The Index compares performance on the core functions that every civil service delivers, such as policy advice and fiscal and financial management, alongside important attributes, such as openness, integrity, and inclusiveness.
I am pleased that the UK Civil Service has been assessed independently as one of the leading countries in the Index, ranking fourth overall. Notably, we ranked first for policy-making, openness and social security administration, and also performed strongly on regulation (ranking second) and on tax administration (ranking fifth). However, there are also areas where we performed less well, and in the coming months we will examine where we could learn from the approaches other countries are taking, supporting our vision for ‘A Brilliant Civil Service’.

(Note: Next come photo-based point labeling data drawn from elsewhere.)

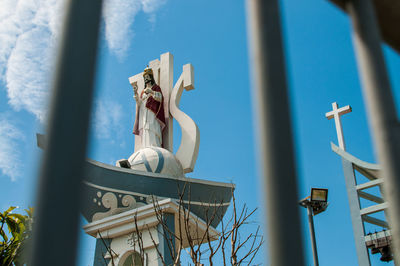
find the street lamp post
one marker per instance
(315, 204)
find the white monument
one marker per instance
(157, 104)
(121, 198)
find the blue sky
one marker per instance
(211, 35)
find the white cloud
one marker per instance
(10, 157)
(106, 118)
(29, 30)
(119, 16)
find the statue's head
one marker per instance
(148, 76)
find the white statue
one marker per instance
(156, 109)
(150, 117)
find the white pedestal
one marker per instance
(119, 233)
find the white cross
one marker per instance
(336, 113)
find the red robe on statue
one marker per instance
(155, 106)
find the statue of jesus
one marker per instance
(150, 118)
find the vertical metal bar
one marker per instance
(381, 108)
(356, 219)
(312, 234)
(275, 133)
(58, 198)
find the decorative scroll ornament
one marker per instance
(110, 201)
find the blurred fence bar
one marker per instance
(58, 196)
(275, 133)
(381, 108)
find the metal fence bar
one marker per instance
(381, 108)
(56, 223)
(275, 133)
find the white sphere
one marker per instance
(156, 160)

I believe that this publication represents a major breakthrough in the way that civil service performance can be tracked over time, and my thanks go to all of those involved for their contribution. That said, the publication is a pilot and seeks feedback ahead of further development and yearly publication thereafter. I hope that civil servants from across the world, academics, relevant think-tanks and international organisations will engage in this work to support the development of the Index in the future.